The most 'ordinary' of books this, a medical book of the late 1400's. Remedies and charms scribbled on the flyleaves in scruffy and wonky handwriting. But these are magic words, with the power to heal. It includes a spell, with the instruction to write +loy +eloy +zedeloy onto a loaf, butter or an apple as a cure for toothache!

Composed 990-995; copied second half of the 1000's at Worcester Cathedral. I think the shape of this writing is adorable . . . the lines are widely spaced for ease of sight-reading, and large coloured letters mark new sermons.

Sheets stitched together

A herbal, copied sometime mid 1000's, the scribe having left spaces for someone to illustrate at a later date. Who knows what may have happened so that it did not get done . . .
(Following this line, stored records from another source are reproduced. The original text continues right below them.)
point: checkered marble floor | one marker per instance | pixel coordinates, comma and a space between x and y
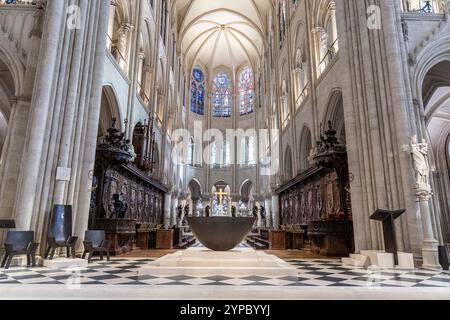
311, 273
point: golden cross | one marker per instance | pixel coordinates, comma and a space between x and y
220, 194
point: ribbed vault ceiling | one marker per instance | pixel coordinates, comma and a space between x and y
222, 32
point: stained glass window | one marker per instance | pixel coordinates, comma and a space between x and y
222, 96
221, 155
198, 91
246, 92
248, 151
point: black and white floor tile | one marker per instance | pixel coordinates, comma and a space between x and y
311, 273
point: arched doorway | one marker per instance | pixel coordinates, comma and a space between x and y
288, 169
436, 102
247, 201
305, 148
220, 202
196, 205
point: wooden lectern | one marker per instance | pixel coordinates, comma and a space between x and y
388, 217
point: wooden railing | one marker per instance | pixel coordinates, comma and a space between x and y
425, 7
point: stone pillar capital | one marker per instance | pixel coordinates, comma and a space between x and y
423, 193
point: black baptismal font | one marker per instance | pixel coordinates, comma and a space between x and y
123, 197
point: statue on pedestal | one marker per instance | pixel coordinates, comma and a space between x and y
419, 152
120, 206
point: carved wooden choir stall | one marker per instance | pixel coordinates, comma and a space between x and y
125, 196
318, 202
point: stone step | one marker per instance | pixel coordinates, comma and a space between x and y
361, 260
219, 271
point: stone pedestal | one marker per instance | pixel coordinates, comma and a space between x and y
201, 262
430, 253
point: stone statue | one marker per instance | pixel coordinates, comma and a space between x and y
255, 211
419, 152
233, 211
120, 206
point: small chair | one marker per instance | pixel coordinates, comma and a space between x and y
20, 243
59, 235
95, 241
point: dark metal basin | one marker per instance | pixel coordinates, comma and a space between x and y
221, 233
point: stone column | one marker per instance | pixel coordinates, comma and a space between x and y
122, 46
167, 210
92, 120
269, 217
70, 110
112, 15
12, 156
235, 197
276, 211
41, 105
430, 253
Stories are painted inside these initials in this English guide to hunting, more entertaining than informative.

A manual for swan upping copied between 1516 and 1539, with beautiful abstracted forms symbolising the brands used on the beaks of swans.

A book which folds into a tiny square, about 55mm wide, perfect for folding up and carrying about to consult. Pictures show when it's lucky or deadly to do risky things like getting married, or letting blood.

Verse composed in the late 300's or early 400's and translated between 1439 and 1443 and designed as a gorgeous gift for a duke. The scribe uses multiple coloured inks to highlight fiddly rhymes and different sounds, resulting in wonderful patterns and shapes on the page.

Redesigning the medieval book - artists' books inspired by the manuscripts on show.

When leaving the main exhibition rooms of Designing English, turn to the left and head for the vitrine in the main entrance hall to see a selection of books made as a compliment to that exhibition.

Two of my favourites . . .

A guide to mouse hunting, Lizzie Waterfield, with marvellous mouse covers!

Invisible, Angela Callanan, captures the eccentricity and peculiarity of medieval magic charms.

Redesigning the medieval book, until the 11 March 2018 at the Weston Library, Oxford.